Se casaron hace dos años y ella aún no se ha quedado preñada, situación que no les preocupa mucho; se tienen el uno al otro y que llegue el chinijo cuando Dios quiera. Mientras, trabajan y disfrutan de la vida sencilla del campo como todos sus vecinos, la mayoría parientes, no dejando atrás las oportunidades de asistir a cuanta boda, bautizo y jolgorio se presente, en las que suenan los sones de la mandolina, el pandero y las lapas que amenizan los “bailes del candil,” animándolos a danzar, envueltos en aromas de jareas, batatas asadas y mojo picón, sin faltar los traguitos de malvasía, todo dentro del buen orden que D. Nicolás, el cura, recomienda.

Así transcurría la vida en esta parte de la isla en el s. XVII, aprovechando los momentos de sosiego, pero siempre alertas por lo que pudiera pasar.

Estando en esa relativa calma, un día oyen a rebato las campanas de todos los pueblos cercanos. Presintiendo un desastre, ya sea de piratas, de langosta, o peligro de volcán, se ponen en guardia.

Al saber que el peligro es una invasión de piratas, los vecinos del pueblo marchan con sus familias a refugiarse en el lajial que está cerca, donde, apartando unos matos, entran por la estrecha boca del jameo que forma parte de un cono volcánico no muy extenso, pero suficiente para albergarlos. A los animales los soltaron; si hay suerte, después que acabe todo quizá puedan recuperar algunos.

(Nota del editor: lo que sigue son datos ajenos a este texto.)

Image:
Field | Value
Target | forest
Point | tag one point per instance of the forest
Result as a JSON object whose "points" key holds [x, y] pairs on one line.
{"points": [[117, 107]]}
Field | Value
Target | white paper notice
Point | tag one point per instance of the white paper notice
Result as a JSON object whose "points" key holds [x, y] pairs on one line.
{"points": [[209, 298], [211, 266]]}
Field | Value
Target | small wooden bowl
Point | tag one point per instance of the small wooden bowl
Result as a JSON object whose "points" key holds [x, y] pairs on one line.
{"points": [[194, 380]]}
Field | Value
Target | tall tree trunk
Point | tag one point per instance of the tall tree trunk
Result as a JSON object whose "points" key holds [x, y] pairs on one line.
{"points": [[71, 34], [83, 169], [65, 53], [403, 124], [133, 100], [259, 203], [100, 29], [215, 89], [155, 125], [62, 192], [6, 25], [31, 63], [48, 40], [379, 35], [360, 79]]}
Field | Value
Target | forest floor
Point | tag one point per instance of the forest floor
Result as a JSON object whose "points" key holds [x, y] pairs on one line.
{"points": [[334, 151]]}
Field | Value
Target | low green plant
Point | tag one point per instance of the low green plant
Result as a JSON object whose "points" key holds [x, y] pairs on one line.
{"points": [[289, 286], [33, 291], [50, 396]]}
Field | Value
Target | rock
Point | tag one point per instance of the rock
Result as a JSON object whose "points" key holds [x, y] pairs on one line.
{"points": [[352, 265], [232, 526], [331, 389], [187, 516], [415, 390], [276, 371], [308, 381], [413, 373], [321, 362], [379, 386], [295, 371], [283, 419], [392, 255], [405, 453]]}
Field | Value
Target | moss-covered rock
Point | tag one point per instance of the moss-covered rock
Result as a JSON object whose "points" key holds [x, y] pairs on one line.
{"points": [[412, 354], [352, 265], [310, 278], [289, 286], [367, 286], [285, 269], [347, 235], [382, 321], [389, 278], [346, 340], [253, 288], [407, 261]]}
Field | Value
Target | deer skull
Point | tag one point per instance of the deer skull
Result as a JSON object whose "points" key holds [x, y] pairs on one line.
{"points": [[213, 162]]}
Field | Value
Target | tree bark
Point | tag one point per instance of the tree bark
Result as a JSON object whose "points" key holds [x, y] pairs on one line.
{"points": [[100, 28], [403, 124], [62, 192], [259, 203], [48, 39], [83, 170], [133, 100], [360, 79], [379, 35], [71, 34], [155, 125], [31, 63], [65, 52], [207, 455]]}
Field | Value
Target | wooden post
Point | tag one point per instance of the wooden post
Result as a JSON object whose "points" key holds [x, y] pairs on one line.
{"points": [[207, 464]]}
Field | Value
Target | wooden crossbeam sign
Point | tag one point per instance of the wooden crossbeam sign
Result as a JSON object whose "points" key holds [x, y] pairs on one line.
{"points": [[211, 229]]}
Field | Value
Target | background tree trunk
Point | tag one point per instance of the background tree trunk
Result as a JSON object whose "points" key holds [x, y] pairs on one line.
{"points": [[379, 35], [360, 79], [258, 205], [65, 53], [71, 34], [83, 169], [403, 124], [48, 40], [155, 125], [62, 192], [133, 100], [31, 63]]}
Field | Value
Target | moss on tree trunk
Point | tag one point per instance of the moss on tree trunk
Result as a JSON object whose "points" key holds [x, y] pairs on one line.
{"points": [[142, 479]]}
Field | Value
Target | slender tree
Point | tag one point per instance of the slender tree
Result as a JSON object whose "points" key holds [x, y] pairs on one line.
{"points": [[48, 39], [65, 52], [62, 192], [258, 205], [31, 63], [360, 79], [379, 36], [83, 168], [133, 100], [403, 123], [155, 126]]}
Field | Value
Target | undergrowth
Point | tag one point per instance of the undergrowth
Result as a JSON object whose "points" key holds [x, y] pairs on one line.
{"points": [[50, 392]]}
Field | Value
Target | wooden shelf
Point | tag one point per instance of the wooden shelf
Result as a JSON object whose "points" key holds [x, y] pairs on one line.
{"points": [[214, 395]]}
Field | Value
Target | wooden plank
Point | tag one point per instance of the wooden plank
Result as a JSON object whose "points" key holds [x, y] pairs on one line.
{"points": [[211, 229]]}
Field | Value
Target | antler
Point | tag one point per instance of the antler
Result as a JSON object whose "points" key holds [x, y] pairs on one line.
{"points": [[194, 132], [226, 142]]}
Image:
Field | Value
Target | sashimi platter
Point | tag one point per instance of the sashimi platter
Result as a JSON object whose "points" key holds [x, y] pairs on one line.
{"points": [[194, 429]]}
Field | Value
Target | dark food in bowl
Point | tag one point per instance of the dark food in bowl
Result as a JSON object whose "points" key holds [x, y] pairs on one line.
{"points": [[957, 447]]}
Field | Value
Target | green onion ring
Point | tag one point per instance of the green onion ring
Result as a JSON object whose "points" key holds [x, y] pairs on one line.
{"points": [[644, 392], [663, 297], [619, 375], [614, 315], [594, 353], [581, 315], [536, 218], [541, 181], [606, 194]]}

.A varios kilómetros existe una cueva inmensa que llaman Cueva de los Verdes, donde se refugiaron los aterrorizados habitantes de la Villa de Teguise y de otros pueblos vecinos, confiando en estar protegidos de los piratas. Es muy difícil dar con aquel cono volcánico en la inmensidad del malpaís.

Gabriel y otros milicianos hacen guardia, agazapados tras las rocas volcánicas que están cerca de la entrada del jameo que alberga a su gente. Observan con tristeza el saqueo de sus pequeñas posesiones por parte de aquellos berberiscos que vinieron a borrar en pocos días su tranquila existencia.

De repente su desesperación y desaliento van en aumento cuando ven, a lo lejos, dirigiéndose a la costa, una interminable hilera de personas custodiadas por aquellos feroces piratas. No había duda: eran los refugiados de la Cueva de los Verdes, ya camino de la esclavitud.